I think I am going to test run the Lite F/X Constant Fogger and 400W Fog Machine from Wal-Mart this weekend. I'll let you know how that goes. I'm curious to see if I can use the Fog Machine timer on the F/X machine.

I know that the companies warn against using fog juice not manufactured in conjunction with a specific fogger. However, I tend to think that this is just a money making ploy. I'm figuring that I can use either the Lite F/X Fog Juice or the Fog Machine Juice in any fogger since they are reliable companies. I don't want to make a big mistake though, so somebody warn me if they have had any problems. Thanks!


----------



## CarolinaGhost (Sep 29, 2004)

I like the much easier and cheaper idea of the PVC pipe. My only concern is that the pipe is so long that the fog might be directed away from the places I want it. Does the fog tend to just go forward out of the pipe, or does it pretty much spread all around?


----------



## Ugly Joe (Jan 13, 2004)

*CarolinaGhost*, once the fog has been in the pipe and cooled down, it tends to "ooze" out of the pipe more than blast out - it will spread fairly evenly from the end of the pipe.

So, make certain the end of your fog cooling pipe is where you want the fog to appear, and you're set.

Regarding different fog fluid "recipes" - the concern is, when glycerin (which is what turns into the fog) is not heated properly, it can leave formaldehyde as a by-product.
*Formaldehyde BAD!!*
The thought is: different manufacturers have different temperatures in their heating elements within the foggers, due to the speed at which the pump provides the fluid to the heating element. If the element doesn't properly heat the fluid, bad ol' formaldehyde can form and poison people.

True or not? Don't know. But if you're using the fogger outside - not in any enclcosed area - it's pretty much a moot point due to dispersion.


----------



## Vlad (Nov 2, 2003)

I saw an interesting chiller at the Garden Center the other day. A plastic headstone you fill with ice and connect the fogger to the back. It was $20.

Ask not for whom the bell tolls......


----------



## The Crow 1994 (Sep 18, 2003)

We saw that same tombstone about a week ago at a place here in Omaha called "Nobbies". We were thinking about buying one...but were concerned with how well the fog is chilled before it exits the tombstone.


----------



## scarefx (Jul 25, 2004)

> quote:_Originally posted by The Crow 1994_
> 
> We saw that same tombstone about a week ago at a place here in Omaha called "Nobbies". We were thinking about buying one...but were concerned with how well the fog is chilled before it exits the tombstone.

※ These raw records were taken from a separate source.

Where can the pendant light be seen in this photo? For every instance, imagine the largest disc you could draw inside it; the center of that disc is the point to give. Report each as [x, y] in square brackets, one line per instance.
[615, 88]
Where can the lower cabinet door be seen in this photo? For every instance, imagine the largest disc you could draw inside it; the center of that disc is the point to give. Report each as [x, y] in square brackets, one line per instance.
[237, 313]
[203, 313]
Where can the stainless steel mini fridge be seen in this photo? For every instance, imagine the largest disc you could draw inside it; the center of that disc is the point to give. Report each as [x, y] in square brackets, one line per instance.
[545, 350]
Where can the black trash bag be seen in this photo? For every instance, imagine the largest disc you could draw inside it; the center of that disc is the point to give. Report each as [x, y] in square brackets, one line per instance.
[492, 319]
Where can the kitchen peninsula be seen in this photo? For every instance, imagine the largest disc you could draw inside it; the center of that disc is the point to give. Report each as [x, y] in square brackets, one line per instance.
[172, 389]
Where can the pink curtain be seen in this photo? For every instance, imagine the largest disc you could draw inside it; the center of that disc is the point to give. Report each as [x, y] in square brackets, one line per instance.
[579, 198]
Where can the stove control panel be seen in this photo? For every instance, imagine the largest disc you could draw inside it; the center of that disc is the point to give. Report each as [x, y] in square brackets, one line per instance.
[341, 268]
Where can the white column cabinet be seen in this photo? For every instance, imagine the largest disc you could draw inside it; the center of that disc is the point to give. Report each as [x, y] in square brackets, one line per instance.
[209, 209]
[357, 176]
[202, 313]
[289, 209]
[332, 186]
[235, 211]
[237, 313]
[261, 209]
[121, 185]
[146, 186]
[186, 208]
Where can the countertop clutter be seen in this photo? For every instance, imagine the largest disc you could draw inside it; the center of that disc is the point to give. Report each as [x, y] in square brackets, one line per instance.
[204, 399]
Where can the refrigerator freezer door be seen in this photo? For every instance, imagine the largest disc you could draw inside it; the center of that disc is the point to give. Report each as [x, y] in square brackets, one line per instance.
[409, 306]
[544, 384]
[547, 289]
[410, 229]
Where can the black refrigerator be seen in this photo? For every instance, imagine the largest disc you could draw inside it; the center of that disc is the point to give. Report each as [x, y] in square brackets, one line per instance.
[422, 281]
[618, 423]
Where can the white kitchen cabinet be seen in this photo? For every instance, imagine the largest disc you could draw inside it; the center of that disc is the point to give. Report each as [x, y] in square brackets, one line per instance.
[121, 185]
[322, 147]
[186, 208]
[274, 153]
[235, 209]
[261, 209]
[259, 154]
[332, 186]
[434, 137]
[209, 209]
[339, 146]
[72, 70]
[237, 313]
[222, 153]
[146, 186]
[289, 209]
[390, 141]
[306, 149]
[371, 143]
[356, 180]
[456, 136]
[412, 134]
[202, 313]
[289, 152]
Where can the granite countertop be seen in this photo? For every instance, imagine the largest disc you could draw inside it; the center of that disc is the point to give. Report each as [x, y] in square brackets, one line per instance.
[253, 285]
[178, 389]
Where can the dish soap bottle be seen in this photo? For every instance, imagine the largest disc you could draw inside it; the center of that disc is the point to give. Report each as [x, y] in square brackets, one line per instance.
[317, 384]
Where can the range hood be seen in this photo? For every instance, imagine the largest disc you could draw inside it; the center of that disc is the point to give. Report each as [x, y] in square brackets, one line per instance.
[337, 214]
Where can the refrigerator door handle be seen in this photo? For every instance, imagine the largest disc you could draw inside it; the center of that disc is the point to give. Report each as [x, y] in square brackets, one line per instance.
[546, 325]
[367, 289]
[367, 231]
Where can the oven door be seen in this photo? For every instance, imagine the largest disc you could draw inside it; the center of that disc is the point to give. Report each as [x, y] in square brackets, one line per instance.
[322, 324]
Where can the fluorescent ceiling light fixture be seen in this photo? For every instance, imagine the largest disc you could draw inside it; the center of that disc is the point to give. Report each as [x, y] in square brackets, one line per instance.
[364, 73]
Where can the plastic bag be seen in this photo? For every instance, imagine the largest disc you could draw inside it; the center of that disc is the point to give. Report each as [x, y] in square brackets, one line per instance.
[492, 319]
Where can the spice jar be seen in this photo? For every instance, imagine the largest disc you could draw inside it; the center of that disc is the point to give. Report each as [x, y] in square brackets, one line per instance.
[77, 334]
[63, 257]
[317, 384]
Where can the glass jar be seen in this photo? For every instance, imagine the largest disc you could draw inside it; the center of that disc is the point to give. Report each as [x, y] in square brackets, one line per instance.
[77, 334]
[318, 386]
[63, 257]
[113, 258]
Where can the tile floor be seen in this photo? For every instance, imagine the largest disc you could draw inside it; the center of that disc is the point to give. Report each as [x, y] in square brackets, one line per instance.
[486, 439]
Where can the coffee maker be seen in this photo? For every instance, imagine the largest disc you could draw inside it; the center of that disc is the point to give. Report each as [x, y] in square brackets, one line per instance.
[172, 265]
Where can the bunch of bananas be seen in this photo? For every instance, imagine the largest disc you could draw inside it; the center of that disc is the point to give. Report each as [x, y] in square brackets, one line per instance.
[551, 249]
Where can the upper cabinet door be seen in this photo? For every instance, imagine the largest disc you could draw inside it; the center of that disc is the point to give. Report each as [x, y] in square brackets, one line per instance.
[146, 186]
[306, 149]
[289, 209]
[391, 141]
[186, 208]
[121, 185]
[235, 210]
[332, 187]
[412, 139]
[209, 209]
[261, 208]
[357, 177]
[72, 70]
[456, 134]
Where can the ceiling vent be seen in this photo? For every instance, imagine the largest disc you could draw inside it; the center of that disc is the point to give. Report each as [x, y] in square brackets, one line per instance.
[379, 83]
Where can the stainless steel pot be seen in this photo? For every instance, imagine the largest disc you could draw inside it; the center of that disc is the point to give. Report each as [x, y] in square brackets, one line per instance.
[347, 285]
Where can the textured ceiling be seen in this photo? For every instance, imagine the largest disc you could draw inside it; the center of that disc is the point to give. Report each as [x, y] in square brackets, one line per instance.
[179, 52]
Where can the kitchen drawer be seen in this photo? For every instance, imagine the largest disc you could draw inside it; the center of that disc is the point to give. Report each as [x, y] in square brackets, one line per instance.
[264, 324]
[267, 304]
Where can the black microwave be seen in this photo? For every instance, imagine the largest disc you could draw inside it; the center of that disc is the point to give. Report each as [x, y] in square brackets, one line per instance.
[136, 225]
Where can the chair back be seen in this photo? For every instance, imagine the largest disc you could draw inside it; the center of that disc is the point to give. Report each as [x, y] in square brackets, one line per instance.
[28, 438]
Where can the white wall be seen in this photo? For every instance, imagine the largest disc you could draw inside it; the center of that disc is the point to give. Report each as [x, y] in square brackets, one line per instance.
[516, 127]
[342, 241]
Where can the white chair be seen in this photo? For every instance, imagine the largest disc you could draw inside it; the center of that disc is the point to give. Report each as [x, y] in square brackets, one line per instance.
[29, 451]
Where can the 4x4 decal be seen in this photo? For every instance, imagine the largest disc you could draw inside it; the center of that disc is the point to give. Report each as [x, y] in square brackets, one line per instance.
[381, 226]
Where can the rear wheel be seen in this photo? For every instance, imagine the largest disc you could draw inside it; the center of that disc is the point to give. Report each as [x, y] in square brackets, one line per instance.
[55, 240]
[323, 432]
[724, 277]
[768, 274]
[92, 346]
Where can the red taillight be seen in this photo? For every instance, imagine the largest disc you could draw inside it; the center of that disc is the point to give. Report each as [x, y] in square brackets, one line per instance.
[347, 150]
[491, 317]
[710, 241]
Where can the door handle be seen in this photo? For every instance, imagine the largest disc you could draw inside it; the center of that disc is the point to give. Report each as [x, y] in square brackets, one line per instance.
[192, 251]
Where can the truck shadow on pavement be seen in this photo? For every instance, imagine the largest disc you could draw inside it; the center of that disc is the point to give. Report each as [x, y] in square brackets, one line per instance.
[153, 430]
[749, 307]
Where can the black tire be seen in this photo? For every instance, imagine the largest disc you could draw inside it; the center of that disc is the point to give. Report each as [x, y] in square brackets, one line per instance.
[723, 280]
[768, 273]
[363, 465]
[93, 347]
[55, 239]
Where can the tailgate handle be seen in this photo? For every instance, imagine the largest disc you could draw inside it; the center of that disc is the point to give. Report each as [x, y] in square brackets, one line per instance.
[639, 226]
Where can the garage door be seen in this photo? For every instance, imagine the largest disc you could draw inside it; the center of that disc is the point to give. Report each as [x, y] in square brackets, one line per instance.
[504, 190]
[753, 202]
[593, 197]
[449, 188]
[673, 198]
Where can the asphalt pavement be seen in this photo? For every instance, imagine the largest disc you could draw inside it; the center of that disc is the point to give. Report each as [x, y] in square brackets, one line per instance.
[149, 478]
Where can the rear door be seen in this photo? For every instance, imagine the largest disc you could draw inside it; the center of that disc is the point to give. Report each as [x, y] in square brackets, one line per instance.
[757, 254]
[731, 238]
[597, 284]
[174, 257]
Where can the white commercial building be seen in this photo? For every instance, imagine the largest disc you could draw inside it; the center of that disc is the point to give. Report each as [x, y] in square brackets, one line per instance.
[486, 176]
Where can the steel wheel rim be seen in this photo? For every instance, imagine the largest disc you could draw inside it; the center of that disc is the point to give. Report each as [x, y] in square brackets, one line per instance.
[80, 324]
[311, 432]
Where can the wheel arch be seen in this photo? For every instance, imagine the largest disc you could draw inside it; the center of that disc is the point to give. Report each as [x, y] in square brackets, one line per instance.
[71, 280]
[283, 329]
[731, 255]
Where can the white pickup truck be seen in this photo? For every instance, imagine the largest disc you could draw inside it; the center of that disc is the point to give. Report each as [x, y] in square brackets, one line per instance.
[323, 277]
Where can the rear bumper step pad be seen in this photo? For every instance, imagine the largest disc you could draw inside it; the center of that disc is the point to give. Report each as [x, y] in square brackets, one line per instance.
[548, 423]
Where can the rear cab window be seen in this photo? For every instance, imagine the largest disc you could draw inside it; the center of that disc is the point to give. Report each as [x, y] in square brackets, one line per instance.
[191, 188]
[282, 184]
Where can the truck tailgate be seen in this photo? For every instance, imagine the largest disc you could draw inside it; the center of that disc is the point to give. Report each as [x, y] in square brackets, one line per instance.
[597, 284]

While I'm a big fan of the PVC chiller, that's an interesting concept using a tombstone. These folks used a Witches' Cauldron filled with ice and it seems to work. It also seems to take a lot of ice. I'll be sticking with my frozen water bottles in the PVC, but these alternatives might make sense in some situations.

http://www.z7q2.com/cauldron/


----------



## Pumpkin Man (Sep 24, 2004)

I bought a gemmy timer at walmart and it works with my lite f/x 700 watt fog machine (the gemmy timer lets you do up to a 30 second burst of fog but I think the lite f/x will only do a 15 second burst at most).


----------



## Partiers.com (Sep 28, 2002)

Has anybody ever made a smoking mouth zombie...like maybe something like a groundbreaking zombie half in the ground with fog coming out of the zombie's mouth using a pvc pipe and maybe placing the fog machine behind the prop and gravestone enclosed inside a weatherproof box or something??? Would this work??

http://www.HauntedSummitviewDrive.com
New Castle, PA USA


----------



## CarolinaGhost (Sep 29, 2004)

Has anyone tested the constant fogger with the PVC pipe chiller? I'm wondering if the fog has time to chill before leaving the pipe? Do you have to make adjustments?


----------



## The Crow 1994 (Sep 18, 2003)

If we remember correctly...the company that makes the fog chiller tombstone is....

Fitco
3223 Wilshire Blvd.
Santa Monica, CA.90403

We've seen a few on eBay...but they are asking way more than what we saw them at the store....


----------



## Partiers.com (Sep 28, 2002)

Anybody use PVC pipe with holes in it to disperse fog throughout your graveyard? Does this work??? Any pics?? Help.
Kevin

http://www.HauntedSummitviewDrive.com
New Castle, PA USA


----------



## dazco (Oct 1, 2003)

I just made a tombstone that i designed especially to distribute the fog, and you guys just gave me the xlnt idea of putting a pan inside with ice to further cool it after it comes out of the pvc....thanks !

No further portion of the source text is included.